4. エレイン
エレイン・クレヴァリーは幼い頃、本気で自分をお姫様だと思っていた。ふわふわで栗色の髪にくりっとした瞳、ちょっとおしゃまな性格。愛らしい彼女は、大人たちにとても可愛がられた。
その自信が打ち砕かれたのは、親に連れられ初めてクレヴァリー伯爵家を訪れた時のことだ。
一歳年上の従姉妹、シャーロットと出会ったエレインは衝撃を受けた。
美しくたなびく銀の髪、深い海のような碧色の瞳。伯爵令嬢という身分。着ているドレスから小物に至るまで、全てが自分のものより数段上質だ。
自分を中心に回っていると思っていた世界は、あっけなく崩れ去った。
今まで自分を溺愛していると思っていた祖父母は、シャーロットの方をより可愛がっていた。
彼らからすれば、伯爵家の跡継ぎであるシャーロットを立てるのは当然だろう。だが、幼いエレインにそんなことは分からない。ただ同じ孫であるのに差別されているという不満だけが胸を支配していた。
だから伯父夫婦が亡くなったとき、エレインは狂喜乱舞した。
これで自分が伯爵令嬢になる。シャーロットがいた場所に、自分が立てるのだと。
伯爵家へ越してきてからすぐに、エレインはシャーロットの持ち物を奪い取った。彼女の部屋も、ドレスも。母の形見という宝石類も取り上げてやった。
シャーロットが悲しそうな表情を浮かべる様を見る度に、エレインの心は喜びに満たされる。
もっとその顔が見たくて、嫌がらせをした。使用人に命じて腐った食事を与えたり、彼女の衣服だけは洗濯させなかったり。転んだ振りをしてシャーロットのスカートを破ったこともある。
両親は娘の所業に対して、見て見ぬ振りをした。兄のレナードだけは「俺たちがここにいられるのは、シャーロットがいるからだよ。あまり酷い扱いをしない方がいい」と窘めたが、エレインは納得しなかった。
「何で?シャーロットはただの居候じゃない」
レナードは何度か彼女の勘違いを指摘したけれど、エレインは信じなかった。
(だって、お父様もお母様も、私が間違ってるとは言わないもの)
だから、勘違いしているのは兄の方だ。エレインはそう思い込んだ。
「ああ、困った……」
兄の浮かない表情が気に喰わない。ようやく、あの鬱陶しい従姉妹が消えてくれたというのに。
「あの子に行くところなんて無いでしょう。心配しなくても、そのうち帰ってくるわよ」
「だけどもう一週間ですよ、母上。もし誰かに拐かされていたら」
「いいじゃない、お兄様。もうあの女と結婚しなくても済むんだから」
「そういう訳にはいかないんだよ。もうすぐシャーロットは成人なんだ。そうしたら、相続の手続きをする必要がある」
父が伯爵位を継いだと信じて疑わないエレインは、兄がシャーロットと婚約しているという事実も不満だった。
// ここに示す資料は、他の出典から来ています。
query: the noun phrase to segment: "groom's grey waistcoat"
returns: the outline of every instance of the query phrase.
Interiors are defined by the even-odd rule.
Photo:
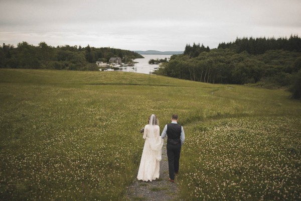
[[[173,145],[181,144],[181,133],[182,126],[179,124],[167,125],[167,143]]]

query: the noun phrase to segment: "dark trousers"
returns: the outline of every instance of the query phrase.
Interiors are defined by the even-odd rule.
[[[167,158],[168,158],[168,170],[171,179],[175,179],[175,172],[179,172],[179,161],[181,153],[181,144],[166,145]]]

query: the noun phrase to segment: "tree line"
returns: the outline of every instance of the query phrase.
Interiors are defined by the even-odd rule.
[[[164,59],[149,59],[149,60],[148,61],[148,64],[159,64],[160,63],[164,63],[164,62],[168,62],[168,60],[167,59],[167,58],[165,58]]]
[[[298,35],[291,35],[289,38],[280,37],[277,39],[274,38],[266,38],[250,37],[238,38],[233,42],[221,43],[218,49],[229,48],[240,53],[244,51],[249,54],[263,54],[267,50],[284,50],[289,51],[301,52],[301,38]]]
[[[257,41],[259,43],[260,40]],[[264,46],[265,44],[263,42],[262,45],[258,45]],[[301,96],[301,51],[297,51],[301,47],[299,45],[292,45],[295,47],[291,51],[266,49],[261,54],[251,54],[247,50],[238,51],[238,46],[219,46],[209,51],[203,48],[200,53],[191,51],[173,55],[168,63],[161,64],[156,74],[211,83],[289,88],[293,96],[298,98]],[[195,54],[198,56],[192,56]]]
[[[98,70],[96,62],[106,63],[111,57],[120,57],[124,63],[143,58],[129,50],[89,45],[55,47],[44,42],[37,46],[26,42],[18,43],[17,47],[0,45],[0,68]]]

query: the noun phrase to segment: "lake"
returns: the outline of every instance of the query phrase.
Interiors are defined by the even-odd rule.
[[[157,55],[157,54],[141,54],[144,57],[143,59],[136,59],[134,60],[135,62],[138,62],[135,63],[133,66],[134,71],[133,72],[138,73],[144,73],[144,74],[149,74],[150,70],[153,70],[155,68],[158,68],[159,67],[159,64],[149,64],[148,61],[150,59],[165,59],[167,58],[169,60],[170,59],[171,55]],[[118,71],[125,71],[125,72],[132,72],[133,71],[133,66],[126,66],[123,67],[119,70],[116,70]],[[137,70],[136,70],[136,69]]]

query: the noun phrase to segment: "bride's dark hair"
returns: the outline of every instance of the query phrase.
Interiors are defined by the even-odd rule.
[[[159,120],[156,115],[152,115],[148,118],[148,124],[151,125],[159,125]]]

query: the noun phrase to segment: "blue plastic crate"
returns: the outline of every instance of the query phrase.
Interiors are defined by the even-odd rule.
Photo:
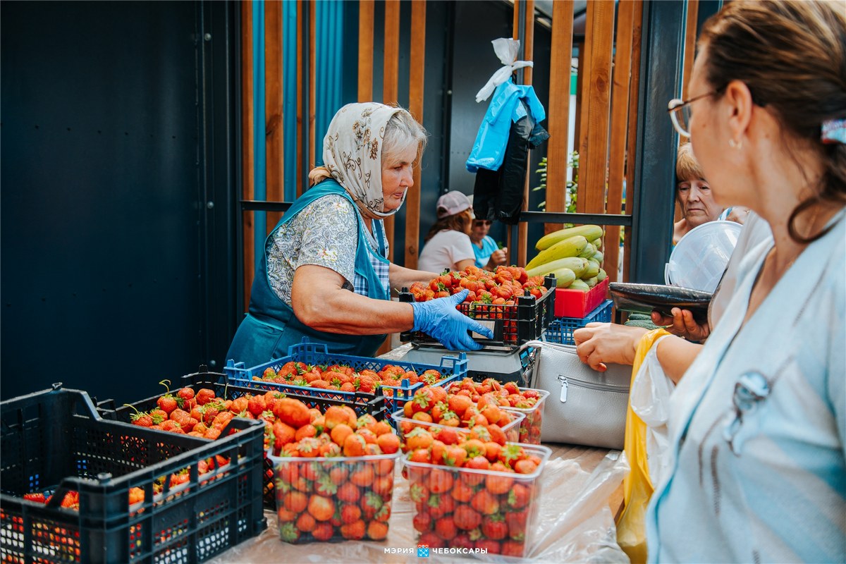
[[[574,344],[573,331],[594,321],[607,323],[611,320],[611,308],[613,304],[613,300],[607,299],[585,317],[556,318],[547,327],[547,331],[543,334],[543,340],[547,342],[558,342],[563,345]]]
[[[303,338],[303,342],[293,345],[288,349],[288,356],[282,359],[273,359],[268,362],[244,368],[244,363],[236,363],[233,360],[227,360],[226,367],[223,369],[228,381],[238,386],[252,388],[254,390],[278,390],[279,392],[306,396],[309,397],[318,397],[321,399],[343,400],[353,403],[362,403],[371,401],[373,394],[367,394],[356,392],[342,392],[340,390],[326,390],[322,388],[312,388],[305,386],[292,386],[290,384],[277,384],[261,380],[253,380],[254,376],[261,378],[265,370],[272,368],[278,370],[283,365],[288,362],[302,362],[306,364],[317,364],[326,366],[328,364],[346,364],[351,366],[356,372],[365,370],[371,370],[378,372],[386,366],[393,364],[399,366],[406,370],[414,370],[418,374],[422,374],[426,370],[434,370],[444,376],[435,386],[443,386],[456,380],[461,380],[467,375],[467,354],[459,353],[458,356],[441,357],[440,365],[424,364],[421,363],[410,363],[403,360],[387,360],[385,359],[373,359],[370,357],[349,356],[345,354],[332,354],[328,353],[327,346],[321,342],[310,342],[307,337]],[[385,407],[388,413],[393,413],[402,407],[400,403],[411,399],[415,392],[418,388],[423,387],[426,384],[418,382],[411,384],[408,380],[403,380],[400,386],[382,386],[382,395],[385,397]],[[389,393],[386,393],[388,390]]]

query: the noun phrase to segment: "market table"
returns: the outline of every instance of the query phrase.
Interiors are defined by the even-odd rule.
[[[398,359],[408,345],[382,355]],[[540,477],[540,511],[532,548],[525,561],[626,562],[617,544],[614,517],[622,503],[622,482],[629,464],[619,451],[576,445],[547,444],[552,456]],[[414,506],[409,481],[398,463],[387,538],[382,542],[345,541],[291,545],[279,539],[277,516],[265,511],[267,529],[210,561],[213,564],[270,562],[453,562],[473,558],[458,554],[417,556],[412,527]],[[516,562],[519,559],[486,555],[487,561]]]

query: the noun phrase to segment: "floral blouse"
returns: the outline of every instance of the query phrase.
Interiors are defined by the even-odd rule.
[[[303,208],[268,239],[267,280],[285,304],[291,304],[294,273],[303,265],[332,269],[343,277],[344,289],[366,295],[366,281],[355,273],[359,238],[356,213],[353,204],[343,196],[324,196]],[[375,239],[369,232],[365,233],[368,244],[375,249]],[[383,243],[387,255],[387,241]],[[387,269],[377,272],[387,287]]]

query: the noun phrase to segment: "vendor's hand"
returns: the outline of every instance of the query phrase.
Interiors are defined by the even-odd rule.
[[[646,332],[643,327],[588,323],[573,331],[573,341],[580,360],[595,370],[605,372],[608,364],[633,364],[640,337]]]
[[[711,334],[711,327],[707,322],[697,323],[689,309],[673,308],[670,313],[673,315],[662,315],[658,311],[653,311],[652,323],[689,341],[704,341]]]
[[[493,331],[455,309],[456,305],[464,301],[467,293],[464,289],[448,298],[412,302],[415,326],[411,331],[422,331],[451,351],[479,350],[482,346],[467,334],[468,330],[489,339],[493,338]]]
[[[499,265],[504,265],[505,261],[508,260],[508,247],[503,247],[502,249],[497,249],[493,251],[493,253],[491,254],[491,258],[488,259],[487,266],[492,269],[494,269]]]

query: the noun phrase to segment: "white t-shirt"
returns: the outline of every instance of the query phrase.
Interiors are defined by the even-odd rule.
[[[468,260],[475,260],[470,236],[448,229],[438,232],[423,245],[417,268],[428,272],[453,271],[456,263]]]

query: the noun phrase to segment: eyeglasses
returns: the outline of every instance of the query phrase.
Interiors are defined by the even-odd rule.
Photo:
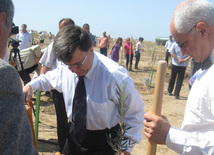
[[[195,24],[187,33],[187,35],[189,35],[191,33],[191,31],[197,26],[197,24]],[[178,44],[178,46],[182,49],[184,49],[187,45],[187,39],[182,43],[182,44]]]
[[[71,68],[79,68],[79,67],[81,67],[83,64],[84,64],[84,62],[85,62],[85,60],[86,60],[86,58],[87,58],[87,56],[89,55],[89,51],[87,52],[87,54],[86,54],[86,56],[85,56],[85,58],[83,59],[83,61],[82,61],[82,63],[76,63],[76,64],[72,64],[72,65],[67,65],[69,68],[71,67]]]

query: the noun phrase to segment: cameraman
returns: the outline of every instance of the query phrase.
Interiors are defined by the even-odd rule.
[[[11,31],[14,6],[11,0],[0,0],[0,4],[0,152],[36,155],[18,72],[2,60]]]

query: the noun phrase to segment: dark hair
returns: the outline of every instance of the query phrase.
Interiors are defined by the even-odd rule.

(きっと、お兄様は優しいからシャーロットを気遣っているんだわ。あんな女、放り出すか、どこかの後妻にでも嫁がせてしまえばいいのに)
「エレインがシャーロットの振りをすればいいじゃない」
「背格好も顔も、全然違うでしょう。公証人はシャーロットを見知っているのだから、すぐにバレますよ」
鷹揚に答える母に、レナードが冷静に指摘する。
「友人の家に、シャーロットにちょっと似た使用人がいたわ。その娘を使ったらどう?」
「あら、いいじゃない。相続と書類上の婚姻だけ済ませたら、そっくりさんにはお引き取り願えばいいわ」
「そんな簡単に……いや、それもありか……?」
レナードはぶつぶつと呟きながら考え込んだ。
これでシャーロットが戻ってきたとしても、もうこの家に居場所はない。それを知ったら、彼女はどんな風にあの美しい顔を歪めるだろうか。
その様子を考えただけでぞくぞくする。
(もう、あの女の部屋も要らなくなるわよね。めぼしい物はとりあげたと思うけど、もう一度漁っておこうっと)
エレインは上機嫌でシャーロットの部屋へ向かった。